/DistillingImportanceSampling

Code for the paper Distilling importance samping

Primary LanguagePythonMIT LicenseMIT

Code for "Distilling importance sampling" paper

This code is to reproduce the experiments in the paper Distilling importance sampling for likelihood-free inference.

Version history

  • v1.0 is Tensorflow code used in versions 1-3 of the arxiv paper
  • v1.1 adds some bug fixes
  • v2.0 is PyTorch code for version 4 of the arxiv paper
  • V2.1 has some minor modifications to plotting code
  • V2.2 is PyTorch code for version 5 of the arxiv paper
  • V2.3 is PyTorch code for version 6 of the arxiv paper

Python package versions

For the paper the code was run using python 3.8.10 and the following package versions:

  • matplotlib 3.5.1
  • networkx 2.7.1
  • nflows 0.14
  • numpy 1.22.1
  • pandas 1.4.0
  • torch 1.10.2
  • UMNN 1.68

Contents

General DIS files

  • DIS.py contains the inference algorithms. The train method performs the Distilling Importance Sampling algorithm.
  • The models directory contains code for various example models. These encapsulate prior + model + tempering scheme. There is also some general code for storing and manipulating weighted samples.
  • utils.py has some utility functions used in various places in the code.

DIS experiment scripts

The distilled importance sampling experiments in the paper can be reproduced using the scripts

  • MG1_comparison.py
  • sin_example.py
  • SInetwork_example1.py (this also runs a likelihood-based analysis)
  • SInetwork_example2.py

Note .out files contains terminal output from running the corresponding script. This often includes timing information.

Other experiments

The abc folder contains python code for the ABC-PMC analyses. The experiments can be run using the script MG1_ABC.py.

Plots

These scripts create plots used in the paper. Some other plots are created in within the experiment scripts.
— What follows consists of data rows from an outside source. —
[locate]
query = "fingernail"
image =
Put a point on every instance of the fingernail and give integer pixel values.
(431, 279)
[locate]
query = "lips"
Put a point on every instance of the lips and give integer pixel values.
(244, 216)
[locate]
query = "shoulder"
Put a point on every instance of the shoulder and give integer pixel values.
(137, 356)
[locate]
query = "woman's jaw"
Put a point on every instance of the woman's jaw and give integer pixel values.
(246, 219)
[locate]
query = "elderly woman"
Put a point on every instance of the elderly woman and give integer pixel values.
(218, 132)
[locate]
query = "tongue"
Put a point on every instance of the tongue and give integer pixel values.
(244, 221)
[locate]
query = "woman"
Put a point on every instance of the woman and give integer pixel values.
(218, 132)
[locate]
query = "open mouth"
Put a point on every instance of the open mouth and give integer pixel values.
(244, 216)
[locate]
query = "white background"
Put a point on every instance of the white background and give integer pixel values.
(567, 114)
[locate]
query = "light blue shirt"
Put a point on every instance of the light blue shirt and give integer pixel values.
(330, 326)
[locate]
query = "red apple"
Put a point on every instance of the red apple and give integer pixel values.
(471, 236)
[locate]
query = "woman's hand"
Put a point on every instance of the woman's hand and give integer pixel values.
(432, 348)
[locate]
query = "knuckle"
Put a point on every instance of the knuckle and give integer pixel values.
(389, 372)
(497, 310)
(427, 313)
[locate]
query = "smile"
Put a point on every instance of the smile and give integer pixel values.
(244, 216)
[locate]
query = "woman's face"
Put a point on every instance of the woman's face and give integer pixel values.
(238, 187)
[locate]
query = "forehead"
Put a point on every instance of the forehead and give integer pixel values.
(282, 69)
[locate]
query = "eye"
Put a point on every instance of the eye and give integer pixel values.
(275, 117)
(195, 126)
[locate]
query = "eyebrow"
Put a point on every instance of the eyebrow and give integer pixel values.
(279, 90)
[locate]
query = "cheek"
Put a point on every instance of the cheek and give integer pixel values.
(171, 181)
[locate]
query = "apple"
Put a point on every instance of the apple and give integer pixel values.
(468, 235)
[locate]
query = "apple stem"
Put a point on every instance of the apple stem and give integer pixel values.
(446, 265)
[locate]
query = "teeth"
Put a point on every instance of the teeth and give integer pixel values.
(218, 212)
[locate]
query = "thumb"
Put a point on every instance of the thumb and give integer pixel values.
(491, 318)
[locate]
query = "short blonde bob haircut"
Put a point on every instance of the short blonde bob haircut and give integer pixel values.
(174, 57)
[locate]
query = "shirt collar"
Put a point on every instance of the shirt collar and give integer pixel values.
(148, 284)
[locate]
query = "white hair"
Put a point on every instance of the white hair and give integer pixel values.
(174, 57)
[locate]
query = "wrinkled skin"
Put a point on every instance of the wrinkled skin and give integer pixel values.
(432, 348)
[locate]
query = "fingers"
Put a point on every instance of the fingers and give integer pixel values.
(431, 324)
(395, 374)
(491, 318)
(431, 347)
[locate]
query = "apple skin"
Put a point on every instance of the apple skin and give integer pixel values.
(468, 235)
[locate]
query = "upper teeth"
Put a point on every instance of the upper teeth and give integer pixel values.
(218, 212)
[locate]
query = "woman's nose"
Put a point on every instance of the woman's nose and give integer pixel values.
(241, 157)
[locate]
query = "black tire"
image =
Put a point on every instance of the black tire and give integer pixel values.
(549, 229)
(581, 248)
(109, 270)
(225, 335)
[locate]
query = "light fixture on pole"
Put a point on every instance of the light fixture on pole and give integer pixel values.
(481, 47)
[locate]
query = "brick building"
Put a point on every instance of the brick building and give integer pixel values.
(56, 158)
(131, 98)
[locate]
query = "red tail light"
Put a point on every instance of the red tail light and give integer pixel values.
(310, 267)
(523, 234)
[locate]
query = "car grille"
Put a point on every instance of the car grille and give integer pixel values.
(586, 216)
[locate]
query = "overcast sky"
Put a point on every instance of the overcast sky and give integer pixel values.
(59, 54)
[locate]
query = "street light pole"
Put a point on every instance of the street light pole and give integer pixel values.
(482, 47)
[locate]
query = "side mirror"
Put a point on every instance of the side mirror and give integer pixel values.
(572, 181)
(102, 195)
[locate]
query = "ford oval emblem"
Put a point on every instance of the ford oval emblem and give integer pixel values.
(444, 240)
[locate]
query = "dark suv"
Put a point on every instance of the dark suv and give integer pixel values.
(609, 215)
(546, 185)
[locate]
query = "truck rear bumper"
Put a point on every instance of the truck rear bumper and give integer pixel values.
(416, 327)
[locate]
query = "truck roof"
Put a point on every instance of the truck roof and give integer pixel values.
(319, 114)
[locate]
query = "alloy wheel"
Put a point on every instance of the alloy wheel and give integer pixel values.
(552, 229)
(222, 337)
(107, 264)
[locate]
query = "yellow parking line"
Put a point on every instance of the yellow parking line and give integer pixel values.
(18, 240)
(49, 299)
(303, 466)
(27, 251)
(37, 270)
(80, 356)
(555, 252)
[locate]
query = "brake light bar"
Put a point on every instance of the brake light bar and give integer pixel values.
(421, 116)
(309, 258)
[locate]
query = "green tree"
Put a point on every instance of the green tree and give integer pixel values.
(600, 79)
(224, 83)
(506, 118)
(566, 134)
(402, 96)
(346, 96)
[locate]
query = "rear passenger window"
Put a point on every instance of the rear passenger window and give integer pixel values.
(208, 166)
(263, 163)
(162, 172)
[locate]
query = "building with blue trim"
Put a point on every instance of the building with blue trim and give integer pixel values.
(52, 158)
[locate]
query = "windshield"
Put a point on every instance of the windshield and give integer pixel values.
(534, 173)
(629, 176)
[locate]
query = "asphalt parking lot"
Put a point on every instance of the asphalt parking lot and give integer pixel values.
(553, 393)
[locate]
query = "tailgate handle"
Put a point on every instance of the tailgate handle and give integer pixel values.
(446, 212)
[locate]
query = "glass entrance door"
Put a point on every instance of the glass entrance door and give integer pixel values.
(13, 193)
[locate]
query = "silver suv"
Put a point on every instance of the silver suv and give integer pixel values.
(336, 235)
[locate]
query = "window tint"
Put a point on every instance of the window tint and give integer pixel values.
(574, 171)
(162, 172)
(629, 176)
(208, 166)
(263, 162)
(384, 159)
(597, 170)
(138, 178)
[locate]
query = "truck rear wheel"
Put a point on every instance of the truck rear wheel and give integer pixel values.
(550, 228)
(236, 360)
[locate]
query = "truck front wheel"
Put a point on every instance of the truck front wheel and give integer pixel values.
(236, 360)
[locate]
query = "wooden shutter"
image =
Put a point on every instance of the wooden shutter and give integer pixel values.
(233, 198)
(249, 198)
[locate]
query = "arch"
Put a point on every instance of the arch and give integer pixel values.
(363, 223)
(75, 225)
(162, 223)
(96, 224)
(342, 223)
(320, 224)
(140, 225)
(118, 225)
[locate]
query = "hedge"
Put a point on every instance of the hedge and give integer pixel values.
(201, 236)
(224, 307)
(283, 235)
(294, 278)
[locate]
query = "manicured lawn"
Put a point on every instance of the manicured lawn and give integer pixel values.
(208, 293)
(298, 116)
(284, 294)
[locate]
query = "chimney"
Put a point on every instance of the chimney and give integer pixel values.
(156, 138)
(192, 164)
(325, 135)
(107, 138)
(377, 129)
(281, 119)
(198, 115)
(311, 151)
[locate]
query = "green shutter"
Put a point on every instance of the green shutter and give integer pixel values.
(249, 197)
  • MG1_post_plots.py - plots for the MG1 example results
  • abc/MG1_ABC_plots.py - plots for ABC baseline on MG1 example

The scripts above require various results files, which are the ad hoc collection of .npy, .pkl, .csv and .mat files in the repository.

Miscellaneous

  • LikelihoodBased.py and SInetworkLikelihood.py help perform likelihood based calculations for the SI network example.